Further, in negotiations for video programming, a merged Comcast/TWC likely would not have sufficiently greater bargaining power with programmers or the ability to cause anticompetitive harm due to its enlarged subscriber base. In order to cause such harm, the merged company would have to be so large that a programmer would be unable to effectively function without Comcast/TWC’s business. The post-merger company will lack the requisite scale to pose such harm.

In their joint written testimony, Comcast CEO David Cohen and Time Warner Cable Chairman and CEO Robert Marcus confirmed that the merged company will only account for 30% percent of cable customers after it divests subscribers to Charter. As Christopher Yoo, a member of the Free State Foundation’s Board of Academic Advisors, explained, critics must overcome one “potentially insuperable obstacle” in order to argue that a company of this scale would create anticompetitive harms to video programmers:

On two occasions, the FCC attempted to institute rules prohibiting cable operators from controlling more than 30% of the nation’s multichannel video subscribers in order to protect the interests of video programmers. On both occasions, the courts invalidated the rules because the FCC’s rationale for imposing the 30% limit was arbitrary and capricious. In both cases, the court indicated that the available evidence suggested that cable operators could control much larger shares of the national market without harming video programmers, driven largely by the advent of competition from direct broadcast satellite (DBS) providers, such as DIRECTV and the Dish Network. Given that the merging parties have committed to reduce their holdings so that the resulting company will control no more than 30% of the national market, these court decisions essentially foreclose arguments that anticompetitive harms to video programmers would justify blocking the merger.

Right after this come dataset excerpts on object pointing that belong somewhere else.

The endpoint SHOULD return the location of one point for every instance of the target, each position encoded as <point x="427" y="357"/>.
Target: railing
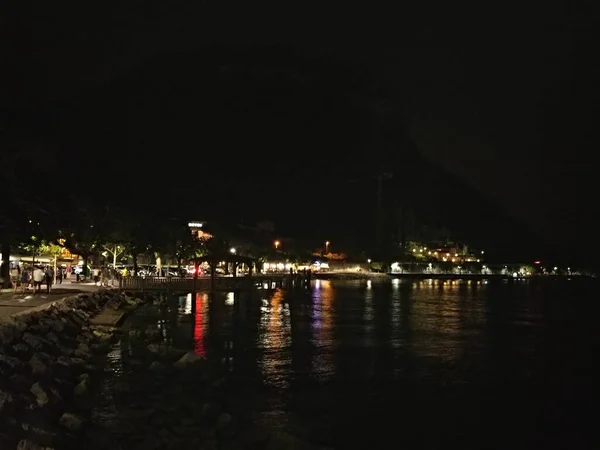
<point x="205" y="283"/>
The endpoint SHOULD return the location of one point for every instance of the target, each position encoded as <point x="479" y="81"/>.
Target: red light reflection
<point x="199" y="328"/>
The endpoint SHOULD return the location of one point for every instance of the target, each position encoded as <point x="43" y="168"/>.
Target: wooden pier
<point x="173" y="284"/>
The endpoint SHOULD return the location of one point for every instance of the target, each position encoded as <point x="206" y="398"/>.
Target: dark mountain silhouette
<point x="271" y="130"/>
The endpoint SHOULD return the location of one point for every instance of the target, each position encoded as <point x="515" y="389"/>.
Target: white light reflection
<point x="275" y="341"/>
<point x="368" y="315"/>
<point x="396" y="338"/>
<point x="187" y="309"/>
<point x="322" y="326"/>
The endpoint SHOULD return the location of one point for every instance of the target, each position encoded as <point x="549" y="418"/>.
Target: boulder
<point x="6" y="404"/>
<point x="190" y="358"/>
<point x="26" y="444"/>
<point x="70" y="421"/>
<point x="11" y="362"/>
<point x="40" y="363"/>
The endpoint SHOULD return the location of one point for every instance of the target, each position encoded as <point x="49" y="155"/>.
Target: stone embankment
<point x="48" y="357"/>
<point x="55" y="371"/>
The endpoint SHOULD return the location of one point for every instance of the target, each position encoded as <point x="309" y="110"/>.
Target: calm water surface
<point x="411" y="364"/>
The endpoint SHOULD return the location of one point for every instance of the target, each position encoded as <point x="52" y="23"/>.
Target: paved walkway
<point x="11" y="303"/>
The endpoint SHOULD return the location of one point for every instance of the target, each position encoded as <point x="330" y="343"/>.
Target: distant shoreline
<point x="421" y="276"/>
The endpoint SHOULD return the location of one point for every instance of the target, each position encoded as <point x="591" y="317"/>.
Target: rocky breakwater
<point x="158" y="396"/>
<point x="48" y="359"/>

Third, Professor Hemphill found that the transaction is unlikely to lessen competition by enabling foreclosure in the market for programming or in the market for distribution. A company that is able to foreclose competition would aim to inhibit the “competitive prospects of rivals,” which would result in harm to competition, innovation, and ultimately to consumers. A merged Comcast/TWC would not have the incentive or the ability to undermine its rivals’ ability to compete.

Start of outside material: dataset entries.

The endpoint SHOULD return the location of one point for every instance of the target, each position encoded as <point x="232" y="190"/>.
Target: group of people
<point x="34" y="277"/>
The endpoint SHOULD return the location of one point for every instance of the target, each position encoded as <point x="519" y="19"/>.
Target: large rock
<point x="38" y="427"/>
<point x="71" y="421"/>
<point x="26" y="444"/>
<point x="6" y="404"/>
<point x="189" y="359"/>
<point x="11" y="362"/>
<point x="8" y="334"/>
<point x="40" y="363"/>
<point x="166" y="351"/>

Professor Hemphill explained that the merged company would not likely withhold programming from other distributors in order to drive up prices for other MVPDs. Programmers like ESPN will still possess strong bargaining power post-merger. And, new models have emerged in the video marketplace, which enable companies to compete with content producers in new ways. For example, distributors like Netflix that produce their own online-only programming are becoming major content providers and are thriving. Netflix has garnered a larger U.S. base of video customers than Comcast and TWC combined.

Parties that oppose the merger have raised concerns that Comcast/TWC would have the incentive to foreclose the growing online video distribution [OVD] market by taking aim at companies like Netflix. Merger critics fear that the merged company would choke off the broadband Internet access on which Netflix and other OVDs rely. For instance, in a May 7 letter to Chairman Goodlatte and Ranking Congressman Conyers, Consumers Union expressed concerns about the effect approval of the Comcast/Time Warner Cable merger would have on the merged company’s market power, ability to raise prices, and its incentives to act as a “gatekeeper” for video and broadband consumers. 

These concerns are unfounded. First, online video services contribute much value to broadband Internet and harming the OVD business would drive away broadband subscribers who love their Netflix and similar services. As David Cohen and Robert Marcus stated in their joint written testimony: “We have no interest in degrading our broadband services to disadvantage OVDs or providers of other content and services. That would only harm the attractiveness of our fastest-growing business – high-speed data – and simply makes no business sense.”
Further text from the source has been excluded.